Quantum Art Validates a Scalable Path to Fault-Tolerant Quantum Computing Using Multi-Qubit Gates

Insider Brief
- Quantum Art reported simulation and noise-modeling results indicating that its trapped-ion multi-qubit gate architecture can support scalable fault-tolerant quantum computing with finite error-correction thresholds.
- The company said its analysis found that logical error rates continue to decline as systems scale, while error propagation from multi-qubit gates remains localized and compatible with surface-code error correction schemes.
- The findings support Quantum Art’s roadmap toward larger fault-tolerant systems, including its planned 1,000-qubit Perspective platform and future architectures designed to host thousands of logical qubits.
PRESS RELEASE — Quantum Art, a developer of full-stack, fault tolerant quantum computers based on trapped-ion qubits and a proprietary scale-up architecture, today announced research results verifying that its multi-qubit gate architecture advances scalable fault-tolerant quantum computing, validated through a detailed microscopic noise model and comprehensive fault-tolerance simulations.
The company demonstrates its architecture supports fault tolerant operation by constructing realistic noise modeling for multi-qubit gates and analyzing the performance of such models in scalable error correction codes. The results show a finite-threshold behavior, at the 1% level using surface codes, as an example, suitable for scalable fault-tolerant quantum computing. These results provide an important bridge between device-level physics and quantum error-correction performance.

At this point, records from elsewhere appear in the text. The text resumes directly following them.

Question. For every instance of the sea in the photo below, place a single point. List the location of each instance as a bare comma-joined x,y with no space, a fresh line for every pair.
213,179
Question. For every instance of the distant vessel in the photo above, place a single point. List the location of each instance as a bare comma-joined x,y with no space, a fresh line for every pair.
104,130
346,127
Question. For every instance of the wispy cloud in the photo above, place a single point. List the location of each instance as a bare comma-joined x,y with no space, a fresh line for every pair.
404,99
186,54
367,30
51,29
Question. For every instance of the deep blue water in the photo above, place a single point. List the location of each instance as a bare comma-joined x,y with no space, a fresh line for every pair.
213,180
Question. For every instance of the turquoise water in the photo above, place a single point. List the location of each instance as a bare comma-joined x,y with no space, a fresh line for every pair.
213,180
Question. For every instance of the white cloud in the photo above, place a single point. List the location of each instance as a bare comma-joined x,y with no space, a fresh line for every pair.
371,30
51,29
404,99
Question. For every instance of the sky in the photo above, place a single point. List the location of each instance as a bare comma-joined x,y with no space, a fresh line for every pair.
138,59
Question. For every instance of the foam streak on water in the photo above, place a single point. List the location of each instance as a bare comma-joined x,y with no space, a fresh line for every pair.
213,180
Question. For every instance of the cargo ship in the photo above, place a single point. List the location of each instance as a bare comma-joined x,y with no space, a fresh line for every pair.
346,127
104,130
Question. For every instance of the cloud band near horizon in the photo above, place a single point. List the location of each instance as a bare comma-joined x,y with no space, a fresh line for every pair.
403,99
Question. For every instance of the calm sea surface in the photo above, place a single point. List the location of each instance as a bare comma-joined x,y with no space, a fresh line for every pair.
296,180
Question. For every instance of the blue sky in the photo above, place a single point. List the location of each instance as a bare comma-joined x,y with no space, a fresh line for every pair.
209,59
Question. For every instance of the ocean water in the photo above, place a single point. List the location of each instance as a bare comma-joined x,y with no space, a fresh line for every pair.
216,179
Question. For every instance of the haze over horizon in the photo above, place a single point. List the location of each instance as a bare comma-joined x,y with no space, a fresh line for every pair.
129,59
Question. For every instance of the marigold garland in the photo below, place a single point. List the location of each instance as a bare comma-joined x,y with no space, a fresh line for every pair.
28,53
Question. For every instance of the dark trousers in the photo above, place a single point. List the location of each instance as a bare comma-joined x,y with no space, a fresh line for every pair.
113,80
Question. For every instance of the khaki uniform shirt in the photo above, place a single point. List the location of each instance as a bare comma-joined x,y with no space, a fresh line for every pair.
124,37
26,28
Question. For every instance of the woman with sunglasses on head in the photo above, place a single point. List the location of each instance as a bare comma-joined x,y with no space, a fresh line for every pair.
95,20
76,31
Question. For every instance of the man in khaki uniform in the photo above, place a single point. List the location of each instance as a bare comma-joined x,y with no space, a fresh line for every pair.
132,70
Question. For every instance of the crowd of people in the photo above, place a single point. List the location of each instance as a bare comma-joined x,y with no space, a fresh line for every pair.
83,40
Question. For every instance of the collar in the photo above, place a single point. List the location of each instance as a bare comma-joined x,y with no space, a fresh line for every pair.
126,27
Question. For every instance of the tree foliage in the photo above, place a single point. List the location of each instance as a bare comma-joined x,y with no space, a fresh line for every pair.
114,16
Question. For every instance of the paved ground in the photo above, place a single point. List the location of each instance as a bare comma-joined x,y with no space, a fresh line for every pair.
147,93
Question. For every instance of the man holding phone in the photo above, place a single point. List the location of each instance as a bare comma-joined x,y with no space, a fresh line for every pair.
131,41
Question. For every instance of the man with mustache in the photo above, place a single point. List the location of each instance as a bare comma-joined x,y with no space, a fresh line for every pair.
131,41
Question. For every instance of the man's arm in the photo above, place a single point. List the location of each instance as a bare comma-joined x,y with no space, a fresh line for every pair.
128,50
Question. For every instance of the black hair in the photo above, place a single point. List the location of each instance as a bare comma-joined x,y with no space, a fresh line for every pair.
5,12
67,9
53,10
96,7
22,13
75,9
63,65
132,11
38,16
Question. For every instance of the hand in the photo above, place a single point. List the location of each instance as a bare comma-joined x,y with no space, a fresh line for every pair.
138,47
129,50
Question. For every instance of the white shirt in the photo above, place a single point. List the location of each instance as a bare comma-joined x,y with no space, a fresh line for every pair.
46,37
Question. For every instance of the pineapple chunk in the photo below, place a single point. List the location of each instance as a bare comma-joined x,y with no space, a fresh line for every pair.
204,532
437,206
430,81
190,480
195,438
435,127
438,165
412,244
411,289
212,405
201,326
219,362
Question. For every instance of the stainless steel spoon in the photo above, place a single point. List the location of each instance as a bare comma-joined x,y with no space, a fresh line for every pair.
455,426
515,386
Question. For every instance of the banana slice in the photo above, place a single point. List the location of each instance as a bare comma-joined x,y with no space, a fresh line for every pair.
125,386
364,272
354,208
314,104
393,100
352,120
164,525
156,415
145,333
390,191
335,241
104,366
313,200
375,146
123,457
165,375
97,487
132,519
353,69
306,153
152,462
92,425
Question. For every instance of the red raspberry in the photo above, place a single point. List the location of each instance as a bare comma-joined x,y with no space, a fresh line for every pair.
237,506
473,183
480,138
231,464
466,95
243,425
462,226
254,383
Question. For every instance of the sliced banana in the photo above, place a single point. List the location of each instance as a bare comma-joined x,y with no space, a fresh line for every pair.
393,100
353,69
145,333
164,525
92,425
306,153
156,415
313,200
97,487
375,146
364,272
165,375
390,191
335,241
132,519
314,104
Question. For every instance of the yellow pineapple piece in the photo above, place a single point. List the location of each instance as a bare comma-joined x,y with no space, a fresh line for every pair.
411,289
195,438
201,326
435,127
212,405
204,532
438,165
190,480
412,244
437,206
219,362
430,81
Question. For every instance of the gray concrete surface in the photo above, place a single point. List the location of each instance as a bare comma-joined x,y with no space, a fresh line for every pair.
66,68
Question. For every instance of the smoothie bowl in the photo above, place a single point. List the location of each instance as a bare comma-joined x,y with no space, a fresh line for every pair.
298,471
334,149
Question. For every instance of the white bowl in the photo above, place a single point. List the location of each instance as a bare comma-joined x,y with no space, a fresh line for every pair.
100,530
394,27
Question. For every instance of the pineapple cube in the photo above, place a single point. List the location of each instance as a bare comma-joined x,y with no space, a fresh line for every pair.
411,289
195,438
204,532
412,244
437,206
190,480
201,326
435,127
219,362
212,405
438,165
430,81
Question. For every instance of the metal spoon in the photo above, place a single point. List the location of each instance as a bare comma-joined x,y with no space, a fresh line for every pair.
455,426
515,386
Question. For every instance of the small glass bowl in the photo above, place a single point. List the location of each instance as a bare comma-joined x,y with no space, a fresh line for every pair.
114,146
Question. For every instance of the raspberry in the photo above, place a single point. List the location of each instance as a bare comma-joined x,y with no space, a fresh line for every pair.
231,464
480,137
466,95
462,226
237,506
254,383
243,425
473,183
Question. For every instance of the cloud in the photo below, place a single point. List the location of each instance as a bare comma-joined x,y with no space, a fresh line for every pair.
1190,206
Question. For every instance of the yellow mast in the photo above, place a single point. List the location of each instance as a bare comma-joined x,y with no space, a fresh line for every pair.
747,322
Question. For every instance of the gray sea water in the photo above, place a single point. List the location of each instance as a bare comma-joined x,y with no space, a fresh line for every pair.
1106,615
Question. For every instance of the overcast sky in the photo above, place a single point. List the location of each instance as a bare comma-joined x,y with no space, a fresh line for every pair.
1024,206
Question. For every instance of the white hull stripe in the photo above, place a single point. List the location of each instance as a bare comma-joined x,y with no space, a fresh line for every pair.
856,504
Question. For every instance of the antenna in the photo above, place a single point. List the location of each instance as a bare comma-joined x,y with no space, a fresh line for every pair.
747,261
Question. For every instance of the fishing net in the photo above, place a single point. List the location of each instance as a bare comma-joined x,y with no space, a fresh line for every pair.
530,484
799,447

Importantly, the simulation results showed that logical error correction continues to improve as the system scales, a key benchmark used to evaluate whether a quantum architecture can ultimately support fault-tolerant operation.
“The most important result is that multi-qubit gates, favorable candidates for large scale quantum computation schemes, are also fully compatible and advantageous for fault tolerant codes.,” said Dr. Amit Ben-Kish, CTO and co-founder of Quantum Art. “For years, the quantum computing industry has largely focused on fault-tolerant systems built from vast numbers of sequential one- and two-qubit operations, leaving open questions about whether large multi-qubit gates could support the same path. Our analysis shows that the errors remain local and controlled, and that a practical threshold exists. That puts multi-qubit gates firmly in the fault-tolerant regime and provides a clear path for scaling such architectures.”
Quantum Art’s multi-qubit gate architecture offers significant advantages in computational efficiency, circuit compression, system scalability and overall hardware footprint. Interestingly, Quantum Art’s important findings show that whereas, all-to-all connected, multi-qubits gates enable circuit depth compression and reduced computational overhead by orders of magnitude, error propagation remains small, controlled and bound by the gate’s connectivity mapping. The findings provide strong evidence that Quantum Art’s multi-qubit architecture can scale while remaining compatible with the requirements of fault-tolerant quantum computing.
The milestone validates Quantum Art’s roadmap toward large-scale fault-tolerant systems, including its planned Perspective platform, a 1,000-qubit multi-core quantum computer designed to support commercially relevant quantum applications having 10s-100 logical qubits as well as next-generation, Landscape series, supporting 1000s logical qubits. The results are detailed in the paper, “Trapped-Ion Multi qubit Gates are Compatible with Scalable Quantum Error Correction,” authored by O. Grossman, Y. Kadish, S. Gazit, A. Ben-Kish, R. Ozeri and Y. Shapira – and is available here.